Je kleiner das Land, desto höher der Migrationsanteil

Die Studie beruft sich auf Daten von Eurostat und dem UNO-Flüchtlingshochkommissariat UNHCR. Deutschland bleibt demnach mit fast 18 Millionen im Ausland geborenen Einwohnern, von denen 72 Prozent im erwerbsfähigen Alter sind, das größte Zielland, während Spanien mit einem Anstieg um etwa 700.000 im Ausland geborene Einwohner auf insgesamt 9,5 Millionen das schnellste Wachstum in jüngster Zeit verzeichnete.

Gleichzeitig sehen sich laut der Studie kleinere Länder wie Luxemburg, Malta und Zypern im Verhältnis zu ihrer Bevölkerungsgröße mit deutlich höheren Migrationszahlen konfrontiert.
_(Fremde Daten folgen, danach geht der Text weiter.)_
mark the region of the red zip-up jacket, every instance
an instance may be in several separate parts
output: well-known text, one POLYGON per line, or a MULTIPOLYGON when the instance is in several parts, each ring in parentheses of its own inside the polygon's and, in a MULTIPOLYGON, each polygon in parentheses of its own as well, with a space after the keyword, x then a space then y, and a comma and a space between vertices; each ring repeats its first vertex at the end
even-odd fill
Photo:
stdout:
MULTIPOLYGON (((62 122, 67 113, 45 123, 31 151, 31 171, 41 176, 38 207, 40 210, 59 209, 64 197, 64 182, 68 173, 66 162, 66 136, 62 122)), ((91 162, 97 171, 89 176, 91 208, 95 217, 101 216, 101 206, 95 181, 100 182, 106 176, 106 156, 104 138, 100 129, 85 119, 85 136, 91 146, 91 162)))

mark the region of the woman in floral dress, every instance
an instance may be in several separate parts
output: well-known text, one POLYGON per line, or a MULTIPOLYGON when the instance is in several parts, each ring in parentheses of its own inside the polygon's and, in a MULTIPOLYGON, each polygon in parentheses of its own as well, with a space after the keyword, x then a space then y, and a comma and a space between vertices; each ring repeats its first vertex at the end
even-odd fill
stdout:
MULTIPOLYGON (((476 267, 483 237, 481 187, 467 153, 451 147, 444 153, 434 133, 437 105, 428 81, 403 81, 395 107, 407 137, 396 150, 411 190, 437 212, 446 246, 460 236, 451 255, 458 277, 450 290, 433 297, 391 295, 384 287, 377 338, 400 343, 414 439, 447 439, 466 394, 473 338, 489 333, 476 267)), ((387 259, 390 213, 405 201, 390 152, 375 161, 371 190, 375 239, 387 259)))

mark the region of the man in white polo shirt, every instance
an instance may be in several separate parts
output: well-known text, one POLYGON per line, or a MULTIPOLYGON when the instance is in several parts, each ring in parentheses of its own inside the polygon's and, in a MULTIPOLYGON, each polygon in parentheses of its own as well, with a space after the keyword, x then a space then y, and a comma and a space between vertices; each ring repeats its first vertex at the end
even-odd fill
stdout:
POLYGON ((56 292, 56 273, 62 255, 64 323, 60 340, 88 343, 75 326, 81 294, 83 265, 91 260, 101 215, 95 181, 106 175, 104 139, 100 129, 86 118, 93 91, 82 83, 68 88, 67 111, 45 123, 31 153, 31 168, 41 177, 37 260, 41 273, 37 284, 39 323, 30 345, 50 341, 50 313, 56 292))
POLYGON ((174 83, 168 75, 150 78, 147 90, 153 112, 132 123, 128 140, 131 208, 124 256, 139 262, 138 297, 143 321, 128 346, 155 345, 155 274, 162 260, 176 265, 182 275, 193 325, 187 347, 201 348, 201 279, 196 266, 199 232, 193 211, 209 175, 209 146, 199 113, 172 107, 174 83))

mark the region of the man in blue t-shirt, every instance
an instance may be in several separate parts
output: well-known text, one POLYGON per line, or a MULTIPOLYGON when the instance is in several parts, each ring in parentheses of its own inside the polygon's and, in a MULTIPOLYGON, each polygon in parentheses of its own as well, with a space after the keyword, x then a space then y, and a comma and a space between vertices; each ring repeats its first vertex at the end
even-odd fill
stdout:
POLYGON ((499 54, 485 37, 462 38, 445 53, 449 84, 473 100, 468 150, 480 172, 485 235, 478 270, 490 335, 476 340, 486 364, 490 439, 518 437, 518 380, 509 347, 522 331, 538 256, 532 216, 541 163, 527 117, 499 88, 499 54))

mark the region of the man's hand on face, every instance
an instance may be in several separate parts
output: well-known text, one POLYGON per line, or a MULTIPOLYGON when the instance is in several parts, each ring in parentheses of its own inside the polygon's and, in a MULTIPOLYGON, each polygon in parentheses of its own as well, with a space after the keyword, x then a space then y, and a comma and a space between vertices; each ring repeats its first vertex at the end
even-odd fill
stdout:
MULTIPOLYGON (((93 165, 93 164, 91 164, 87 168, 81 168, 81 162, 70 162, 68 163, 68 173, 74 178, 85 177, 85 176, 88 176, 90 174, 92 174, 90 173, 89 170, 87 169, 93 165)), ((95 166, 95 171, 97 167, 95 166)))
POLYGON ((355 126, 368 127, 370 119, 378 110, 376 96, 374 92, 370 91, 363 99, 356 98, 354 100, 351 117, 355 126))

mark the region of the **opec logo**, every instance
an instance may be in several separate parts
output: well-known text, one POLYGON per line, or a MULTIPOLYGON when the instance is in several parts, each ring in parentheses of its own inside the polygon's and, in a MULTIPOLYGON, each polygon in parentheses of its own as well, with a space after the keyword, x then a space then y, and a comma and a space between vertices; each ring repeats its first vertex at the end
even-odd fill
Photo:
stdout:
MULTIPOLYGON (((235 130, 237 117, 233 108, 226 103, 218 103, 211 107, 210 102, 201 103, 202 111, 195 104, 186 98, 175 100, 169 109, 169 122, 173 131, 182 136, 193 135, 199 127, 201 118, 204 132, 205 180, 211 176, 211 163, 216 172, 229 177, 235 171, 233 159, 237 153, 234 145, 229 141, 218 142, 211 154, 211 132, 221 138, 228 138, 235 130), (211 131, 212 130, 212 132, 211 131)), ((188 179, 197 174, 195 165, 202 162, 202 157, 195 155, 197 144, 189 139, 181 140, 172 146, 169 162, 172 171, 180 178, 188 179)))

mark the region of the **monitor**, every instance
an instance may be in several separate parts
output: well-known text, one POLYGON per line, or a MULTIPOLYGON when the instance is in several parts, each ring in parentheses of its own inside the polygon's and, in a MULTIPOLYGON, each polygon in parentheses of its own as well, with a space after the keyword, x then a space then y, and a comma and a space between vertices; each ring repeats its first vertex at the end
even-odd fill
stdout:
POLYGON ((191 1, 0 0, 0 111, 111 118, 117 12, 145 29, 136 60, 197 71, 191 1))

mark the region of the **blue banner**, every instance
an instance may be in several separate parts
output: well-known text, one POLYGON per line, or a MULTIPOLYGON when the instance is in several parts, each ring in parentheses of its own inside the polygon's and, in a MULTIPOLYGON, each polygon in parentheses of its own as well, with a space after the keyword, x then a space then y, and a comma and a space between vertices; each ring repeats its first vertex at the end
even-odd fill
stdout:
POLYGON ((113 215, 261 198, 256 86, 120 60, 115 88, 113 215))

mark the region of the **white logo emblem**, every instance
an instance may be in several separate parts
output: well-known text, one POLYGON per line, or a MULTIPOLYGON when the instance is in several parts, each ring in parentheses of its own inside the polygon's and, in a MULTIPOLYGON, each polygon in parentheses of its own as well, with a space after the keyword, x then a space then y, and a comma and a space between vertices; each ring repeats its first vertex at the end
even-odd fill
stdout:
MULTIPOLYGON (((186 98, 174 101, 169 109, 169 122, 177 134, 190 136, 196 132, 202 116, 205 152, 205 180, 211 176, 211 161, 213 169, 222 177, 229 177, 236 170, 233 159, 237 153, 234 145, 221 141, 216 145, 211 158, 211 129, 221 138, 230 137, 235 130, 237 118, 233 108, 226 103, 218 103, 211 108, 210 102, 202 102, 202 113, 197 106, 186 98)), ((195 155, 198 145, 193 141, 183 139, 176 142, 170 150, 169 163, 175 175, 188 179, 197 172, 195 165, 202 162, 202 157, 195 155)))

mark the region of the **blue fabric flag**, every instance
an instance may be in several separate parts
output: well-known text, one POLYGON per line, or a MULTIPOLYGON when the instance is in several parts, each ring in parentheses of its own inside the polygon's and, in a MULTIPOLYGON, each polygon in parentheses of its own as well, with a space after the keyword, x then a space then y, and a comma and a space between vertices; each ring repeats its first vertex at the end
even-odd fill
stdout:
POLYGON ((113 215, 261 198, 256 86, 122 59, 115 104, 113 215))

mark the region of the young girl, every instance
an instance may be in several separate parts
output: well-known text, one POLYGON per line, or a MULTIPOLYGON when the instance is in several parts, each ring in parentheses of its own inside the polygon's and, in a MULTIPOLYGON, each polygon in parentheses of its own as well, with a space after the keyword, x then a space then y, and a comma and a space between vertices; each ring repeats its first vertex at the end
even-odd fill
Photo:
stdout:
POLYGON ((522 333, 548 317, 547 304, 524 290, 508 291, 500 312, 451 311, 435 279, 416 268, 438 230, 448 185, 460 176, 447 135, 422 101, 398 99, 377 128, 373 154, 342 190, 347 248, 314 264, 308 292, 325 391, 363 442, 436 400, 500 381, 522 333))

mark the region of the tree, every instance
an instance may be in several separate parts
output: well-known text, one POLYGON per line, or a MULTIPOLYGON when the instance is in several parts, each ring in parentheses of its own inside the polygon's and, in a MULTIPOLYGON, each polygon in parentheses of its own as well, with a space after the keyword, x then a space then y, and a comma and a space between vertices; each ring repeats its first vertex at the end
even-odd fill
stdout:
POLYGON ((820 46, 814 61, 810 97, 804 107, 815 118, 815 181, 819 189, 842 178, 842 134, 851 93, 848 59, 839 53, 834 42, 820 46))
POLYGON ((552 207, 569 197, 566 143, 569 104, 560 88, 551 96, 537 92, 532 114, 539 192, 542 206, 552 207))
In Luxemburg machen Einwanderer laut Studie rund 52 Prozent der Bevölkerung aus, gefolgt von Malta (32 Prozent) und Zypern (28 Prozent). Auch Irland und Österreich verzeichnen mit rund 23 Prozent einen relativ hohen Anteil.

Ungleiche Arten der Zuwanderung in Europa

"Eine wichtige Erkenntnis ist die ungleiche Zusammensetzung der Herkunftsländer von Asylbewerbern in Europa", sagte Christian Dustmann, Direktor von RFBerlin laut Pressemitteilung. "Deutschland nimmt vor allem konfliktbedingte Asylbewerber auf, beispielsweise aus Syrien und Afghanistan, während Spanien einen hohen Anteil an Asylbewerbern aus Lateinamerika verzeichnet und Italien sowie Frankreich ein vielfältigeres Muster bei den Herkunftsländern aufweisen."

Die FPÖ-Europaabgeordnete Petra Steger beklagte in Hinblick auf die Studienergebnisse "eine strukturelle Entwicklung, die sich zunehmend jeder politischen Steuerung entzieht". Dass Österreich im europäischen Spitzenfeld liege, sei das Ergebnis einer "jahrelangen verfehlten Politik" der Bundesregierung. "Während andere Staaten konsequent gegen illegale Migration vorgehen, hat Österreich mit einem ausgebauten Sozialsystem und mangelnder Durchsetzung bestehender Regeln zusätzliche Anreize geschaffen", so Steger.